At present, almost nothing is known about his life, except what written from the cartouche of one of his most famous paintings, a Madonna and Child with Saints Sebastian and Roch, held in the parish church of Izola in which he wrote Zorzi Ventura Zaratino in Capodistria Pingieva 1603.

Born probably in Zadar, Dalmatia in an unknown year, most likely the second half of the 16th century, he left only one painting in Dalmatia: the Virgin with Six Saints, in the small church of the Franciscans on the island of St. Paul, near Zadar.

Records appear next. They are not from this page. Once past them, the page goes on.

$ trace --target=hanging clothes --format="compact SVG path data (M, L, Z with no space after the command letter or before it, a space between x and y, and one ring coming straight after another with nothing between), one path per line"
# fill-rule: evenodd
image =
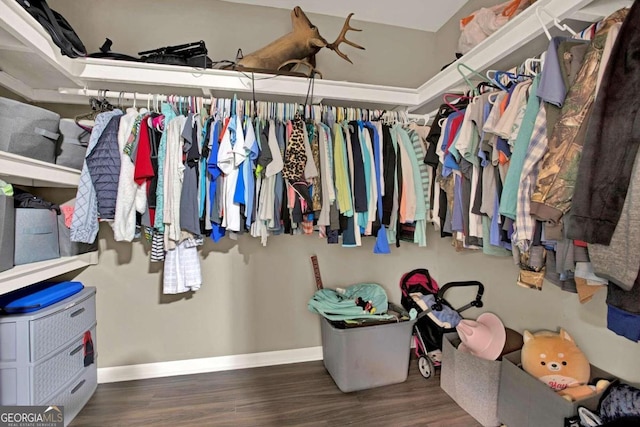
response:
M543 159L531 199L531 212L542 221L558 223L571 207L582 143L586 135L585 118L595 99L602 50L611 26L622 22L625 16L625 11L618 11L605 19L589 45L576 83L569 89L561 117L549 140L549 152Z
M115 109L113 111L100 113L96 117L95 125L91 131L87 153L85 155L84 166L80 173L78 191L76 192L76 204L73 220L71 222L70 234L72 242L93 243L98 236L98 200L96 188L94 186L86 158L91 155L95 147L98 145L100 137L111 123L111 119L120 115L122 115L122 111ZM115 139L117 142L117 130ZM115 173L115 170L113 172Z

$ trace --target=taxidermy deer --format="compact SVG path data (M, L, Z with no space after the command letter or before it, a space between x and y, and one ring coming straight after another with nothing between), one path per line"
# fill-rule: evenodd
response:
M281 70L292 69L302 64L308 66L312 72L318 73L315 71L316 54L323 47L333 50L338 56L353 64L349 57L342 53L339 48L340 44L344 42L357 49L364 50L364 47L345 38L349 30L362 31L353 28L349 24L352 16L353 13L347 16L340 35L338 35L338 38L333 43L329 43L320 35L318 27L309 21L309 18L307 18L307 15L304 14L302 9L296 6L291 11L293 31L271 42L262 49L244 56L238 61L238 65L245 68Z

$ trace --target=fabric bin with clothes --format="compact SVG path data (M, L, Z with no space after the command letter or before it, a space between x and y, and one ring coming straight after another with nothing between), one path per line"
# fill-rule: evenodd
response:
M15 209L13 197L0 192L0 271L13 267L15 239Z
M501 359L522 347L522 335L493 313L463 319L456 331L442 339L440 387L483 426L499 426Z
M521 351L506 355L502 359L500 392L498 395L498 418L508 426L563 427L565 420L578 414L578 407L595 410L602 392L587 398L569 401L556 393L547 384L528 374L521 367ZM614 377L591 365L591 380Z
M81 127L73 119L61 119L60 135L60 145L56 152L56 164L82 170L91 130Z
M483 426L499 426L500 361L458 350L458 334L442 339L440 387Z
M0 97L0 150L54 163L60 116Z
M16 208L15 265L60 257L57 216L50 209Z
M58 215L58 242L60 256L74 256L98 250L98 238L93 243L71 241L71 222L75 211L75 199L60 205L61 214Z
M60 245L60 256L74 256L98 250L98 238L93 243L71 241L71 228L65 223L64 214L58 215L58 243Z

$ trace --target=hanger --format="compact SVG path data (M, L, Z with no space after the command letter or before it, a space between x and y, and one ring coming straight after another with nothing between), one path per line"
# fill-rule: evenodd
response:
M480 74L479 72L477 72L476 70L474 70L473 68L469 67L467 64L461 62L456 66L458 73L460 73L460 75L462 76L462 78L464 79L465 83L467 83L467 86L469 86L469 89L471 89L472 91L475 91L475 85L473 83L471 83L471 80L469 80L469 75L474 75L480 78L481 81L483 82L487 82L487 83L491 83L489 80L487 80L487 78L485 76L483 76L482 74ZM461 68L466 69L467 71L470 72L470 74L465 74Z
M573 31L568 25L560 24L560 21L558 20L558 18L553 16L551 13L549 13L549 11L547 9L545 9L542 6L538 6L536 8L536 16L538 17L538 21L540 22L540 26L542 27L542 31L544 31L544 34L547 36L547 39L551 40L551 33L549 32L549 30L547 29L547 26L545 25L544 21L542 20L542 15L541 15L542 12L544 12L545 15L547 15L549 18L551 18L553 20L553 26L556 27L557 29L559 29L561 31L567 31L568 33L570 33L574 37L578 35L578 33Z
M453 97L453 100L451 99L452 97ZM460 110L456 108L454 104L457 104L463 99L471 100L473 99L473 97L467 96L465 94L460 94L460 93L445 93L444 95L442 95L442 100L444 101L444 103L448 107L453 108L455 111L460 111Z
M490 82L487 84L492 84L494 86L497 86L498 89L504 90L506 92L508 90L507 87L504 86L500 81L500 79L497 77L499 72L500 72L499 70L487 70L487 78L489 79L489 82ZM491 75L492 73L493 73L493 76Z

Traditionally it is believed that his activities in Venice and Istria began in 1598 when he signed and dated an Ultima Cena now kept in the parish church of Fažana. In 1607 he signed his latest Istrian work: the Concert of St. Cecilia in the church of St. Cecilia of Vabriga (close to Poreč).
Ventura is no longer mentioned thereafter.

He knew and studied Vittore Carpaccio and Girolamo Santacroce. The architecture and background of the paintings of Izola and Villa Decani suggest the knowledge of other painters of the Venetian tradition.

== Works ==
In addition to the already mentioned painting, the following are attributed to Giorgio Ventura:
- Our Lady of the Rosary (apotheosis of Christian victory at Lepanto) – Parish Church of Višnjan. Signed and dated 1598.
- Madonna with Saints – Church of Villa Decani. Signed and dated 1600.
- Madonna and Saints – Parish Church of Vižinada. Signed and dated 1602.
- Deposition – Church of Vabriga. Unsigned and undated.
- St. Florian – Parish Church of Kubed. Unsigned and undated.